The term embolism means travelling of materials from one place to another in the body, and clumping an artery or a vein. Such phenomenon can happen in the arterial or venous bed. One of the potentially sinister medical problems is pulmonary embolism. We know that all the impure blood from our body reaches the right side of the heart from which the pulmonary artery carries them into the lung to reach smaller capillaries surrounding each alveolus (gas exchange unit of lung) for exchange of oxygen.

Pulmonary embolism (PE) generally happens from the lower limb due to various causes both in normal as well as people afflicted by various diseases and led to being bed-ridden. Formation of blood clots inside the leg veins are more common in patients who are bed-ridden, who have had cancer, diabetes, post-operative status, hypercoagulable state (increased tendency of an individual to form clot), obese, and elderly patients. Being bed-ridden due to a disease may make an individual prone for developing such problem. Similarly, a long travel in a sitting posture  may also lead to clots in lower limb veins because of pooling of blood in the legs.
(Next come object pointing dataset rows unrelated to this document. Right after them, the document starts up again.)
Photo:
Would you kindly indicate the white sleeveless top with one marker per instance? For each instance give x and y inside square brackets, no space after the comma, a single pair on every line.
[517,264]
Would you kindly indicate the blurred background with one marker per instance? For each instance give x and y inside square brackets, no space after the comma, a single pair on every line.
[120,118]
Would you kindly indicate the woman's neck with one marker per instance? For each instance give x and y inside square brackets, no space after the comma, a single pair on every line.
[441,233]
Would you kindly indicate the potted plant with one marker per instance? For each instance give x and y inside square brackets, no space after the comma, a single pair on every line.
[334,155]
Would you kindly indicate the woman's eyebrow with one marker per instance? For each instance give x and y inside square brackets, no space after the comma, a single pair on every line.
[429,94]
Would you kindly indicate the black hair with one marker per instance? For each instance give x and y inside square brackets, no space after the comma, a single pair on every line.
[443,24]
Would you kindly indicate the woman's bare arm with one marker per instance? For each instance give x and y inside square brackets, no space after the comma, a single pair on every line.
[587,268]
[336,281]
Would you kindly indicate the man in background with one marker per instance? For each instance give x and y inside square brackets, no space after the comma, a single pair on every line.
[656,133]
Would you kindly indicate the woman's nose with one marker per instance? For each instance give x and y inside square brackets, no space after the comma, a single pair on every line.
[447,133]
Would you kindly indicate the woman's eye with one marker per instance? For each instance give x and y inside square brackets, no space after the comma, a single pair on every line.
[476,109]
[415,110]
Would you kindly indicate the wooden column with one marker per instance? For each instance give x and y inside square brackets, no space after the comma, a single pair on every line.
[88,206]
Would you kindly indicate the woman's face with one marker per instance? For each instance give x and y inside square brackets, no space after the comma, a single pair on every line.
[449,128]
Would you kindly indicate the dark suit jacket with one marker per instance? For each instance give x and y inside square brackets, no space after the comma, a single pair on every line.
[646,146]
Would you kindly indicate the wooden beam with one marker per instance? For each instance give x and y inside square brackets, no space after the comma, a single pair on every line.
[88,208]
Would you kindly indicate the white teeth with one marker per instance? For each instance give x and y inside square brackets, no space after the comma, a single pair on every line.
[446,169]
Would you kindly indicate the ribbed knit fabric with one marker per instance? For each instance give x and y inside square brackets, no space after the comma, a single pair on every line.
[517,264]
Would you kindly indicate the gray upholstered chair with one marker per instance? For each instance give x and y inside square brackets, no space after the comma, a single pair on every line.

Patients with such conditions may present with leg pain, breathlessness, chest pain, loss of consciousness and sweating based on the severity of the disease. The outcome is variable. No large data from India is available. The cardiologists from the Sri Ramachandra Institute of Higher Education and Research, bring their results of original study on pulmonary embolism, its prompt recognition internationally guided treatment and outcome just for the awareness to the public regarding the existence of such phenomenon, and help to take precautionary measures to identify the disease and the get medical attention promptly.

They found that acute PE presented more than a decade earlier in Indian patients compared with their western counterparts, and was associated with a very high mortality if left undetected or untreated. This is the largest study from India evaluating the presenting symptoms and clinical outcomes in patients with PE. In their study involving 140 patients, 25.7% of patients with PE died.

However, when patients presented with low blood pressure (massive PE), 72.5% of them died. The in-hospital mortality for the patients with massive PE who received thrombolytic therapy (powerful blood thinner therapy) was 60%, while for those who did not receive thrombolytic therapy was 93.3%, with an absolute risk reduction of 33.3% (NNT=3). It showed that such thrombolytic therapy is vital in patients with massive PE unless contraindicated.

Dr S Thanikachalam, chairman, Cardiac Care Center; Dr JSN Murthy, former vice-chancellor; Dr TR Muralidharan, HoD Cardiology, and Dr S Nagendra Boopathy, associate professor of Cardiology, conducted this study along with their team. They said that PE is a killer disease that is often missed. Public education of this illness, promptly recognising acute pulmonary thromboembolism and the concept of Pulmonary Embolism Response Team (PERT) with the creation of regional centres of excellence serving such patients will likely be instrumental in achieving improved patient outcomes.